鷗外屋敷から外堀が約一キロメートル続いてきたが、この絵の先が終点となる。

向こうに総門と石垣が見える。道路には8人の人の姿。

ややっ!坊主頭。まさかこの人もこの絵を描いた茶坊主の格斎さんなのか?

番傘を手に着流しの侍さんらしき人物と話している。(背筋の伸びがとても町人とは思えない)

津和野は昔から雨の多いころで、「弁当は忘れても傘は忘れるな」と年寄りがよく忠言する所である。

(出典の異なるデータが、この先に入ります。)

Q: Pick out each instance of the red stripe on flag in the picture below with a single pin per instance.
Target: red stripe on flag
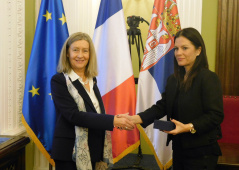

青野山に雲がかかっているのか、用心の傘を忘れずに携帯している。

格斎さんかもと書いたが、幕末の頃、お数寄屋番は少なくとも4人はいたので、若しかしたらその一人かもしれない。

棒手振(ぼてふり)もいるが魚売りだろうか?

津和野藩は日本海まで藩領を持っており、海から約三十キロは離れているが、

棒手振はなんと天秤棒担いで山を越え、4時間ぐらいで来たというから驚きだ。

この辺りは一応中・下級武士の生活圏であるが、実際は町人たちも混在している。

実は本町の総門やこの先の森の総門を通らずに、川下の橋(今の丸山橋)を渡れば自由に来られることになっている。

本町と森町、町田は殿町、大橋を通らずにツーカーなのだ。

この辺りは色んな階層、職業の者が入り乱れ、日常生活を楽しんでいた、活気のある場所なのだ。

そのことを格斎さんは描きたかったに違いない。